08 Sep 2021 | 12:55 UTC

Role for blue hydrogen in energy transition, but green will come first: Nel CEO

Highlights

Rapid rollout of green hydrogen to beat blue

Nel targets $1.50/kg hydrogen by 2025

Electrolyzer and renewables costs falling fast

Low-carbon 'blue' hydrogen will play a role in the energy transition alongside renewable green production, but the market has underestimated the speed of the green hydrogen rollout, the CEO of electrolyzer manufacturer Nel said Sept. 8.

Jon Andre Lokke said blue hydrogen, produced from fossil fuels with carbon capture and storage, would be needed in the energy transition alongside green hydrogen powered by renewable electricity, as the size of projected demand was so large.

But green hydrogen was likely to come onstream and be cost-competitive with conventional 'gray' hydrogen before large blue hydrogen projects were up and running.

"When people say that blue can be an early kick starter and help us in that way, I think maybe it will be the other way around because I think we will be mature and available and ready for the market before the blue guys are ready with their technology," Lokke said.

Nel, which is targeting renewable hydrogen production at $1.50/kg by 2025, is ramping up its production facility at Heroya, Norway, that will be able to produce 500 MW/year of alkaline electrolyzers, more than five times the total global demand in 2020.

"Green hydrogen can compete with gray in 2025," Lokke said.

"If you want to make turn gray hydrogen into blue, you need to add cost. So, it is going to be easier for us to compete with blue, they need to compete with gray. Gray is the toughest competition there is. Blue is easier."

"Fundamentally, we need both because I am uncertain whether green can solve it all," he said. "But when it comes to what is coming first, I honestly think that people on the blue side are underestimating the speed of the green side."

Blue hydrogen would be an attractive production pathway for large-scale production sites close to CO2 storage facilities, such as industrial clusters or a city grid, Lokke said.
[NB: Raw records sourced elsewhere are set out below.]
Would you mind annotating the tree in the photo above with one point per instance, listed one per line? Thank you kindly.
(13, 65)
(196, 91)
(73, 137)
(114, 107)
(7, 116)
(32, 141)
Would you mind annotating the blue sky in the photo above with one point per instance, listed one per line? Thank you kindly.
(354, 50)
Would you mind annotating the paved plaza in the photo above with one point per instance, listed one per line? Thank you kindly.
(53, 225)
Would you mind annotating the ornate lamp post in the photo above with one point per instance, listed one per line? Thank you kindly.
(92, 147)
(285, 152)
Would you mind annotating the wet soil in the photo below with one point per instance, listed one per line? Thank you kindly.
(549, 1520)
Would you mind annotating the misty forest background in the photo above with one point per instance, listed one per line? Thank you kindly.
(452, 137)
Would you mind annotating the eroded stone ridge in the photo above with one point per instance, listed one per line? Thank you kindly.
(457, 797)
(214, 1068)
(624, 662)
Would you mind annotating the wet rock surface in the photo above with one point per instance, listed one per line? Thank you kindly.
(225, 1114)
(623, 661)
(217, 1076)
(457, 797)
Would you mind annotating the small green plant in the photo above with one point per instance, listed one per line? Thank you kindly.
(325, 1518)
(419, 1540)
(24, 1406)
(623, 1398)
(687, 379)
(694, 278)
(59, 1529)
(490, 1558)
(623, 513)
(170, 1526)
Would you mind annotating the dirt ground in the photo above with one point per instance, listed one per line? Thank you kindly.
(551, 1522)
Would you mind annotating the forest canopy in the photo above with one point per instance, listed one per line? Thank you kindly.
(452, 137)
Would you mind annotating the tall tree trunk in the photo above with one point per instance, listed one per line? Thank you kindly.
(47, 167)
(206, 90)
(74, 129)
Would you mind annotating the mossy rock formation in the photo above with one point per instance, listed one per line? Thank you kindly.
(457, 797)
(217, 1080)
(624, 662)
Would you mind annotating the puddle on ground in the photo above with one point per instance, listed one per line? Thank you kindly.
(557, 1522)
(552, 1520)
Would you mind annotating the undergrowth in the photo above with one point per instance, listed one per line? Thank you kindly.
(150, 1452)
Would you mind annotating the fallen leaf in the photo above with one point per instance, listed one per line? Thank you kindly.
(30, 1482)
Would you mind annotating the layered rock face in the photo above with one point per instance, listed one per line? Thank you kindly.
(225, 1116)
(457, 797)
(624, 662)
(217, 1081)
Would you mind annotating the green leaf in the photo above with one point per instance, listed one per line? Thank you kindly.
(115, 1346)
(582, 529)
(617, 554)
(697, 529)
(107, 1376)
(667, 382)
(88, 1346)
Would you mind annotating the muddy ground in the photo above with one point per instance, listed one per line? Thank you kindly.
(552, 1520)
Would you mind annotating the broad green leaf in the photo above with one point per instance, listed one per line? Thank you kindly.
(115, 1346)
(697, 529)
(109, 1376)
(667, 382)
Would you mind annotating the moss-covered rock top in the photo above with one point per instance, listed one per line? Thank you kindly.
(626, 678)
But green hydrogen is more easily deployed across a range of locations, he said.

"We can reach economies of scale much, much faster," he said, noting that a blue hydrogen plant would need to operate at a gigawatt scale from the start, requiring large offtakers, which would be more difficult than finding customers for 50 MW or 100 MW of hydrogen production.

In the short term, blue hydrogen production costs are seen as much lower than for green production pathways.

S&P Global Platts assessed the cost of producing renewable hydrogen via alkaline electrolysis in Europe at Eur7.12/kg ($8.42/kg) Sept. 7 (Netherlands, including capex). PEM electrolysis production was assessed at Eur8.67/kg, while blue hydrogen production by steam methane reforming (including carbon, CCS and capex) was Eur3.80/kg.